Bibliografia

Carta de Ernesto Veiga de Oliveira

Em resposta ao "relatório do quarto trimestre de 1966" de Ernesto de Sousa
11 de Março de 1967

Publicado em Ernesto de Sousa e Arte Popular: Em torno da exposição "Barristas e Imaginários" [catálogo], Guimarães, CIAJG, 2014.




Instituto de Alta Cultura
Centro de Estudos de Etnologia Peninsular

Lisboa, 11 de Março de 1967


Meu Prezado Amigo,

Junto devolvo o manuscrito do seu Relatório do Trimestre final de 1966 que li com o maior cuidado e interesse. Para lá das considerações puramente estéticas de uma arte naïve que tantas dúvidas suscita, a sua análise, extremamente lúcida e densa, incide sobre alguns conceitos fundamentais com que lidamos correntemente em etnologia (sem que, apesar disso, os tenhamos muitas vezes anotado com a precisão devida); e exerce-se, com luminosa penetração, a partir do uma larga experiência de dados, alicerçada em sólida leitura, que contudo não empana a originalidade da sua visão e especulação pessoais.

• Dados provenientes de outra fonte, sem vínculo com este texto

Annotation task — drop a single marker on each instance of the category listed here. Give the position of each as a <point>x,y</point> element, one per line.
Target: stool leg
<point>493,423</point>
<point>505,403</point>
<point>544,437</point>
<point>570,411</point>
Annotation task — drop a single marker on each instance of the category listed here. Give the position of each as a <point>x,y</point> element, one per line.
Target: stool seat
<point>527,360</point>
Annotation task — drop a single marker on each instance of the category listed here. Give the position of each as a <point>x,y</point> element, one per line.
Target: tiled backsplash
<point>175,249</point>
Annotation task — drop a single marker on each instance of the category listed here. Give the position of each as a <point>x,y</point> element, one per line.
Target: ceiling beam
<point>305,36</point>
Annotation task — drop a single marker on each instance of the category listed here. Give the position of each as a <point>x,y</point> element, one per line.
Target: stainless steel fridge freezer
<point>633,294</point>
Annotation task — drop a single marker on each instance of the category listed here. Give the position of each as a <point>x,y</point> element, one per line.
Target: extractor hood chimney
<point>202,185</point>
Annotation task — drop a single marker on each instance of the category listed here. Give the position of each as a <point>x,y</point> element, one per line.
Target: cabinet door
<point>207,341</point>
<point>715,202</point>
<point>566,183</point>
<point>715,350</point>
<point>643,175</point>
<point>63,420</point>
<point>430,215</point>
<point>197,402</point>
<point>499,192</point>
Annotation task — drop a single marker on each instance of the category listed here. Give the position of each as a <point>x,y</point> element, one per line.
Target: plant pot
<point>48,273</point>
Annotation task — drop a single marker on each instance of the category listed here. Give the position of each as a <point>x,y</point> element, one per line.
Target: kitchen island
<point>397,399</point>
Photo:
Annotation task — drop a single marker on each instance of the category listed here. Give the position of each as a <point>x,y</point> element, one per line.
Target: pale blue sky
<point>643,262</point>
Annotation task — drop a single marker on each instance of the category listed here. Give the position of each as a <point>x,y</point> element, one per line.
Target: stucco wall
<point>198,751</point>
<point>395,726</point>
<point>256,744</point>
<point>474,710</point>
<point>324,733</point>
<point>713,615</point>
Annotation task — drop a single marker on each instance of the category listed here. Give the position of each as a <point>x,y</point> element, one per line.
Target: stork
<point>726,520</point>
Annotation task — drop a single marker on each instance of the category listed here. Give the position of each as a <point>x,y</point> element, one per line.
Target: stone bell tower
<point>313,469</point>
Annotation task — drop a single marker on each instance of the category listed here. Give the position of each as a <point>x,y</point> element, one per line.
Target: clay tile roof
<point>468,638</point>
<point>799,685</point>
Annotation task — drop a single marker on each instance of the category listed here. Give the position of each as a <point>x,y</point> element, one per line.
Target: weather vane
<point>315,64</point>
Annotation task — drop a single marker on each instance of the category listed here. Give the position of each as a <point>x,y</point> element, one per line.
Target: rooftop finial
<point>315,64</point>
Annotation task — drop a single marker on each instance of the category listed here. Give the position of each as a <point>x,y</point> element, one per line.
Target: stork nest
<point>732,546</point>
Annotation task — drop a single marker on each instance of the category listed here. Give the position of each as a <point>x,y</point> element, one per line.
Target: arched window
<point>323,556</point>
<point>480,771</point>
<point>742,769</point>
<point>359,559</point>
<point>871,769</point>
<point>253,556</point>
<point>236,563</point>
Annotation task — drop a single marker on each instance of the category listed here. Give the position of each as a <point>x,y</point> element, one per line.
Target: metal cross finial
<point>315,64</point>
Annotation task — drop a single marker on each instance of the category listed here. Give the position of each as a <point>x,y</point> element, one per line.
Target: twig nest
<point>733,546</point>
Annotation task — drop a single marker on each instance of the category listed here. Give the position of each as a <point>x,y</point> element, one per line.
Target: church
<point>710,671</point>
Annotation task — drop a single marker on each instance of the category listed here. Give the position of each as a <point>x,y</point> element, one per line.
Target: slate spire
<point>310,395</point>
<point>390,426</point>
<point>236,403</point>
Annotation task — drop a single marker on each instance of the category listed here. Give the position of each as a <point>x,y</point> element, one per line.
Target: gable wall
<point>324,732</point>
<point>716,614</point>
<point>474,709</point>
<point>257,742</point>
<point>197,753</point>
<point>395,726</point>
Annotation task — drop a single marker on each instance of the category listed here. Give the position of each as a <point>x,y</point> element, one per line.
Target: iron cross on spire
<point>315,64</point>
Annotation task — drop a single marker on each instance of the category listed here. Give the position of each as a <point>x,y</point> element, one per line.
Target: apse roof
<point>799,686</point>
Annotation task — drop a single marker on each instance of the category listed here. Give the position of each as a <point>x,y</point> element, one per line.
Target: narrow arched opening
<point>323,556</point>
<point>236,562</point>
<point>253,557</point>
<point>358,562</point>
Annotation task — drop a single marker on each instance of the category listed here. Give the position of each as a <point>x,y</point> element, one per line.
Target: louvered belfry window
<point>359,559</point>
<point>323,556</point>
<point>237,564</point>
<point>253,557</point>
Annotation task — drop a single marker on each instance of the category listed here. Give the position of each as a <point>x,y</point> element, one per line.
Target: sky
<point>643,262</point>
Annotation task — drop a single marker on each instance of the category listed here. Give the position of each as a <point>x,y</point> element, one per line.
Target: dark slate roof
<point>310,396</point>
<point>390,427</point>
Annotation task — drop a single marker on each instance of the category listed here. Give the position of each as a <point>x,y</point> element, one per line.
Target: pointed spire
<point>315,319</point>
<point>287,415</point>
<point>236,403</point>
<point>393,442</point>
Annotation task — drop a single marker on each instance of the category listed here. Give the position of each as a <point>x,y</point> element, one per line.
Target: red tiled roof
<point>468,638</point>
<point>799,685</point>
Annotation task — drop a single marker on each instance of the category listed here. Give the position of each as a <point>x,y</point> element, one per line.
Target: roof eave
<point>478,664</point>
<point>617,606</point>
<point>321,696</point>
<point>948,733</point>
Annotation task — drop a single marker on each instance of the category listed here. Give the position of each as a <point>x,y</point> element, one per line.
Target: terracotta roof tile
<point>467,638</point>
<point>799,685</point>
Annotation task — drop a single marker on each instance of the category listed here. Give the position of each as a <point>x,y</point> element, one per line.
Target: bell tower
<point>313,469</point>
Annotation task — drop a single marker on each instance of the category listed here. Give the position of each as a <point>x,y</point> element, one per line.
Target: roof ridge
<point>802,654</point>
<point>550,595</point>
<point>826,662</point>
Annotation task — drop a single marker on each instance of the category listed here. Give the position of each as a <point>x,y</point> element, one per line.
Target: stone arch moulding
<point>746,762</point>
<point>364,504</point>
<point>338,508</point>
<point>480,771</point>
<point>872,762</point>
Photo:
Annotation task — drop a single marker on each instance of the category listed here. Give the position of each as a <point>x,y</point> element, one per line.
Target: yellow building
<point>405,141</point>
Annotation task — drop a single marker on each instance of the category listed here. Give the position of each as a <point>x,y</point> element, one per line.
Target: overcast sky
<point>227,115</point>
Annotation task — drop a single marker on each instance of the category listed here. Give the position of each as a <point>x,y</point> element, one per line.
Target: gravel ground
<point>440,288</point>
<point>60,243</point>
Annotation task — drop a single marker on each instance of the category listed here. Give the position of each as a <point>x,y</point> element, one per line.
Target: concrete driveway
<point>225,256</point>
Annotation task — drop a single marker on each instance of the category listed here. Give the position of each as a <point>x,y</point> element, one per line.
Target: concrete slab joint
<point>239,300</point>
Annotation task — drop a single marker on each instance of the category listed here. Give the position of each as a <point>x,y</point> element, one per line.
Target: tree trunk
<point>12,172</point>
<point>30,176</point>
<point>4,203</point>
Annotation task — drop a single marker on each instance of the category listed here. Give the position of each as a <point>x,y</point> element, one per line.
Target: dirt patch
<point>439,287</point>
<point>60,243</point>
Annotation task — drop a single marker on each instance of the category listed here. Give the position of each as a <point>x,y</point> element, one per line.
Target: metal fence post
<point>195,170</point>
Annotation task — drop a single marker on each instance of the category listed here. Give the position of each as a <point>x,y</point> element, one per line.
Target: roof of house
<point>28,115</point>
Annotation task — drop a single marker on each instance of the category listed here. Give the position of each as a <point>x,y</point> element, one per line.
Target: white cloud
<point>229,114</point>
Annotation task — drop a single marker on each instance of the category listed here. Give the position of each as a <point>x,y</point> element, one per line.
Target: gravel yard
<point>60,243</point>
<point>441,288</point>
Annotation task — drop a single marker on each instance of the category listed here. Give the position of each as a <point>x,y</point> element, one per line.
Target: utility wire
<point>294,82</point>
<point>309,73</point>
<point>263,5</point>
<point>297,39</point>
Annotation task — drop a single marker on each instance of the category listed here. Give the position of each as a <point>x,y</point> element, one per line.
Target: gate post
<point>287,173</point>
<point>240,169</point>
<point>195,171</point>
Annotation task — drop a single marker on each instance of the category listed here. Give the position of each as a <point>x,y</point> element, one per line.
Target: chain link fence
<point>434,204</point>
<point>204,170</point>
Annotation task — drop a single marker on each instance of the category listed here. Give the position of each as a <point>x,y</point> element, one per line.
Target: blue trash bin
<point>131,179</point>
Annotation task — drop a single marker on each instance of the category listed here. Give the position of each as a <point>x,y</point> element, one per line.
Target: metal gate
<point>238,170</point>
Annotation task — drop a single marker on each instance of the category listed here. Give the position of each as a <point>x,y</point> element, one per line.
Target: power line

O equívoco da definição da “arte popular” (e até do “popular”' em geral) caracterizada no exagero expressionista de uma situação "ingénua" de primeiro encontro, e estabelecida em função de relações objectivas – o "homem do campo" e sobretudo a "situação cultural de oralidade" em que se move – é assim, no seu trabalho, enunciado em termos passiveis de ama delimitação maias rigorosa, e, por isso, melhor utilizáveis em ciência.

Do maior interesse me parecem as suas observações quanto à caracterização dessa "arte de expressão popular" nas suas relações com as formas cultas, e nos dois planos, sincrónico e diacrónico, que permitem uma abordagem mais esclarecida da tão incerta e fugidia definição do "primitivo".

Em especial, destaco a sua excelente crítica da "imitação" e do sentido mais fundo do seu papel na elaboração do produto popular e na questão das relações entre a arte e o artesanato populares, do qual ela tem sido proclamada, de certo modo, a chave. Nomeadamente, a sua afirmação do poder criador presente ainda na imitação do artesão rural, que contudo se exerce dentro dos limites de uma realidade objectiva e subjectiva perante a qual ele se comporta passivamente, e que corresponde ao que podemos entender por "tradição" ou “cultura" local. No seu trabalho, acentua-se pois, com particular acuidade, uma das facetas primordiais do problema das relações entre a personalidade individual, afirmada na invenção pessoal, e o elemento social do psiquismo, de tão fecundas perspetivas na explicação do homem.

É com toda a sinceridade que o felicito efusivamente por mais este seu trabalho, em que, me foi particularmente grato encontrar além da sua compreensão do nosso país e do seu povo à luz do horizonte mais largo do homem universal, muitas das minhas próprias preocupações e modos de ver. Aliás, se o seu objectivo último é “descobrir o fruste com uma das faces do infinito”, e o “infinito através dos caminhos da terra” – a “realidade rugosa” da sua magnífica citação de Rimbaud –, não é isso todo um programa de conhecimento total do homem, tal como o que buscamos paralelamente através dos seus comportamentos culturais?

Por tudo isto e por muito mais que o seu trabalho, ao trilhar caminho novo tão árduo, nos vai revelando e sugerindo nas perspectivas que em nós próprios desperta, aceite um abraço de admiração e de agradecimento.